Delmer Dunn’s (2000, 142) more recent interview study of ministers and officials soon before the fall of Labor and early into the Coalition government corroborates Campbell and Halligan’s symbiosis thesis.
Complete Reference Information: All references should be complete (contain page numbers, the name of the book in which the article appears, etc.) and self-contained.
Edited Volumes: A chapter in an edited volume, for example, should repeat the full citation to the volume even if more than one selection in the volume has been cited elsewhere in the references.
All Citations must be listed in the references list, and vice versa.
Sources listed in references and not cited in the body of the paper will be struck.
4. First Mentions of authors in the text of a paper (as opposed to parenthetical notes or references) should include both first and last names.
Subsequent Mentions may refer only to last names unless the paper cites more than one author by the same last name.
5. Endnotes are for discursive purposes only; however, these discussions may cite references.
Endnotes should immediately precede the list of references in the manuscript.
All nonimbedded figures or tables should come after the references section, and all figures should precede tables.
Tables and Figures should be either all imbedded in the text or all nonimbedded.
6. Define Abbreviations the first time they appear in the text and then use the abbreviation consistently thereafter (e.g., use “the United Nations (U.N.)” the first time it appears in the text, then simply “the U.N.” thereafter.)
7. Close up simple prefixes (e.g., “reconfigure” or “predestined”); however, hyphenate compound adjectives (e.g., “decision-making role”).
8. All nonstandard non-English phrases should appear in italics the first time they are used, preferably with a definition.
(If a non-English phrase can be found in a standard good-quality dictionary, it is considered to be standardized and is exempted from this rule.)
9. Specific titles of offices, etc., should appear in lower case unless they refer to a specific person (e.g., “U.N. Secretary General Kofi Annan” or “The Secretary General observed that…”)
10. Use American English spellings, not British spellings. However, British words such as “whilst” are fine.
11. When a person is first mentioned in an article (particularly a political figure), list the person’s full name, not just the surname.
Include the person’s title, such as “Prime Minister,” e.g., Prime Minister Tony Blair.
12. The terms “Right” and “Left” should be capitalized when used as nouns, but left in lowercase for adjectival forms.
13. Quotes of 60 words or more from a secondary source or an interview should be indented 0.5” on either side and set off from preceding and subsequent text by an extra line.
Shorter quotes should be incorporated into the text.
14. Writing in the first person should be avoided whenever possible.
15. In the text of a paper, the numbers one through ten should be spelled out; the numbers from 11 and up can be expressed as numerals.
Exception: if a sentence begins with a number, that number should always be spelled out.
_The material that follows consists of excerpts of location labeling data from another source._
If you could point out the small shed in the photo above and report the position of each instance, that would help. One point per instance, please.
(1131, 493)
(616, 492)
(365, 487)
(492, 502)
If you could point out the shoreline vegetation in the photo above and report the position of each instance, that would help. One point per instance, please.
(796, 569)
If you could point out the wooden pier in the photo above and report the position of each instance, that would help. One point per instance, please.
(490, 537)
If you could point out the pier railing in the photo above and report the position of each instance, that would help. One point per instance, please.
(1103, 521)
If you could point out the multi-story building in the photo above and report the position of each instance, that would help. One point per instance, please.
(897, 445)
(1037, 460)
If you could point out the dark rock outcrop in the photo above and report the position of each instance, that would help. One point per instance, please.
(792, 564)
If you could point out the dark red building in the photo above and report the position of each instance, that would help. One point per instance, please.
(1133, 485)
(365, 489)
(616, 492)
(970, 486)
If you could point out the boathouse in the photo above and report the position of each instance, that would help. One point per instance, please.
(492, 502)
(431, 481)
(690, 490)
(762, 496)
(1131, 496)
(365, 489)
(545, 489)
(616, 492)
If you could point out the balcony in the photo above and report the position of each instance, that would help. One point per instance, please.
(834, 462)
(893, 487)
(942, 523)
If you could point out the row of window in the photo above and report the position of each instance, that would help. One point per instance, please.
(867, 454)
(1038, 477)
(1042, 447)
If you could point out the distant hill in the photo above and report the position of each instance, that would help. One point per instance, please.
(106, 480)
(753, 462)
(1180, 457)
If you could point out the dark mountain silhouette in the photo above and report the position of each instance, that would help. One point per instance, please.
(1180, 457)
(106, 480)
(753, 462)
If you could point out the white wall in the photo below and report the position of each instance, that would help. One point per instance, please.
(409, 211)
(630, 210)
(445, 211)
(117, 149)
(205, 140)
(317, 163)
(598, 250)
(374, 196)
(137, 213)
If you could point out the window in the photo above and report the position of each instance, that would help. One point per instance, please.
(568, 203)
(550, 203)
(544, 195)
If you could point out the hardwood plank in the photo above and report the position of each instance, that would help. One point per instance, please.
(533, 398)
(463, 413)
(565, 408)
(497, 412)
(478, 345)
16. Textual emphasis should be indicated with italics, rather than bold or underlined text.
When text in a quote from a secondary source is italicized, please make clear whether that emphasis is in the original source or has been added by the Governance author.
17. The United States should be abbreviated U.S., and the United Kingdom the U.K.
18. Itemized lists should be numbered using Arabic numerals.
19. Interviews must be cited in the references section.
Unless an interview is on the record, interview citations can be very general; authors need provide only general type of interview subject (e.g. “government official”, “ten-year-old boy”) date of interview, and name of interviewer, adding city/state/country if possible.
20. Major governmental documents—the American Declaration of Independence, the French Constitution—need not be cited in the references section. However, any discussion in the text of specific clauses etc. in such a document should be accompanied there by a citation of the particular article, section, etc. in which that clause appears.